Die Installation „Weiße Zellen. Visionen vom Paradies“, die heute im Kulturbahnhof Vegesack eröffnet wird, entstand in der Bildhauerwerkstatt der JVA Oslebshausen. Seit 23 Jahren können Gefangene hier künstlerisch arbeiten. Der Name der Installation wurde vom Kulturbahnhof Vegesack angeregt, dessen Veranstaltungen in diesem Jahr um das Thema „Paradies“ kreisten. Jetzt ist in der lang gestreckten Halle des Ausstellungsraums ein Gefängnistrakt entstanden – ein Flur, acht Zellen hintereinander, die dicken Wände aus weißem Styropor. Jeder Raum verrät eine persönliche Vision vom Paradies.

Zelle Nummer sieben ist mit einer Wand geteilt. Durch ein herzförmiges Loch blickt der Betrachter in den abgetrennten Teil des Raumes: Nur die Gesichter von zwei Schaufensterpuppen sind zu erkennen – ein Mann und eine Frau, zwischen ihnen ein Strauß roter Rosen. Das ist die Zelle von Joe. Einige Monate, bevor er ins Gefängnis kam, hatte er seine Freundin kennengelernt. Dem Knacki im Blaumann ist „die Zwischenmenschlichkeit“ wichtig. „Die ist im Knast so bizarr.“ Joe zieht etwas verächtlich an seiner Zigarette, als er sagt, dass für ihn „das Paradies nichts mit Materialismus zu tun hat.“

Das sieht der Gefangene, der Zelle Nummer zwei gestaltet hat, offenbar anders: In der Mitte steht eine Palette voller Goldbarren, eingeprägt sind „1000 Gramm“ und „Paradies by Degussa“. Nebenan sieht es weniger nach Panzerknacker-Phantasien aus. Die Zelle, dreieinhalb Meter lang, zwei Meter breit, ist mit satter schwarzer Erde und mit Pflanzen gefüllt. Wild durcheinander wuchern Heidekraut und Geranien, Sträucher und Büsche, dazwischen die Holz-skulpturen einer Eule und einer Schlange. Dieser Garten inmitten des klinischen Weiß ist der einzige Raum, der an die biblische Version des Paradieses erinnert. In allen anderen erhalten private Sehnsüchte eine Form.

Für Mike, der vor seiner Zeit im Knast viel gesegelt ist, beginnt das Paradies „jenseits der 12-Seemeilen-Zone“. Dort gibt es für ihn statt Gesetzen nur „Weite und Freiheit“. Seine Zelle wird fast ganz von einer großen Metallschale eingenommen, die mit Wasser gefüllt ist.

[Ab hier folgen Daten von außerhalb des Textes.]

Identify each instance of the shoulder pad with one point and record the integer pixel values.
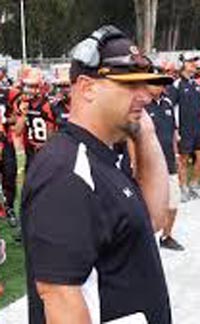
(176, 83)
(168, 100)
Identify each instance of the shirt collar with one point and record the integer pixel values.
(99, 148)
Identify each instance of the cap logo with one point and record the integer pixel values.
(134, 50)
(104, 70)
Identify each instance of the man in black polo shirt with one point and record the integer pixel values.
(87, 228)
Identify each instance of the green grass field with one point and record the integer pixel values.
(12, 273)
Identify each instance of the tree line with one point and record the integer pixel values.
(54, 26)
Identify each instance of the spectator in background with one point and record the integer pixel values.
(185, 96)
(162, 114)
(2, 260)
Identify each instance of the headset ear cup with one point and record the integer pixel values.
(87, 52)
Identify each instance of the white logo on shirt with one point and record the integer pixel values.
(127, 191)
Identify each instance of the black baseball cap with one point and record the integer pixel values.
(120, 60)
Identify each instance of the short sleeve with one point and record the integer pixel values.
(63, 230)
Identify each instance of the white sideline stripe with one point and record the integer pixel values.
(90, 292)
(82, 166)
(137, 318)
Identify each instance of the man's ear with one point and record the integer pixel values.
(86, 87)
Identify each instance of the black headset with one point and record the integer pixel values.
(87, 51)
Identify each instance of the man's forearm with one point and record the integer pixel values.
(63, 304)
(152, 174)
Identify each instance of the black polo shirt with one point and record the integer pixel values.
(163, 118)
(80, 213)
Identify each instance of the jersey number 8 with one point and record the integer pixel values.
(37, 129)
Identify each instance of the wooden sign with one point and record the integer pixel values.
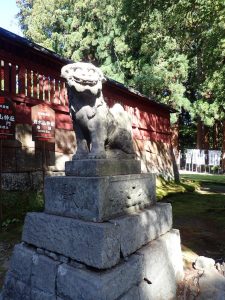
(7, 119)
(43, 123)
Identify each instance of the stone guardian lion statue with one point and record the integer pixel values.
(101, 132)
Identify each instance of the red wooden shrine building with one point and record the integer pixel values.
(30, 75)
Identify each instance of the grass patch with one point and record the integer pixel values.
(200, 214)
(210, 207)
(167, 188)
(15, 205)
(204, 178)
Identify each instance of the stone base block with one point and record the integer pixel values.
(95, 244)
(140, 228)
(102, 167)
(151, 273)
(69, 282)
(162, 269)
(98, 198)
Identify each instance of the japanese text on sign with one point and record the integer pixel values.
(7, 119)
(43, 122)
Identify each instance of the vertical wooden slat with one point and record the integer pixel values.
(35, 85)
(2, 75)
(21, 81)
(46, 89)
(6, 76)
(41, 83)
(13, 79)
(29, 83)
(66, 96)
(62, 93)
(56, 97)
(52, 89)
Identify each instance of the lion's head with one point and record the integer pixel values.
(83, 77)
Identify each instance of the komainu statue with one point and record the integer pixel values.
(100, 131)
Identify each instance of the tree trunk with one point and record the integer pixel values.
(174, 150)
(200, 135)
(216, 136)
(206, 137)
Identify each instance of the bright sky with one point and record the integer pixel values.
(8, 11)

Von einer Lampe angestrahlt, wandert das Muster der Wellen über die Wände der Zelle. Freiheit heißt für andere Familie und all das, was draußen selbstverständlich ist: Reisen, telefonieren, oder essen zu können, worauf man Lust hat.

Auf die Frage, ob es nicht frus-trierend sei, im Gefängnis ausgerechnet über das Paradies nachzudenken, antwortet Joe: „Es bleibt dir das Fersehen, das Buch oder die Vergangenheit – da ist es nicht besonders schmerzlich, sich das Paradies vorzustellen. Denn das Paradies ist die Vergangenheit und die Zunkunft.“

Peter Ringel

„Weiße Zellen. Visionen zum Paradies“ im Kulturbahnhof Vegesack. Eröffnung heute um 18 Uhr. Bis zum 19. Dezember.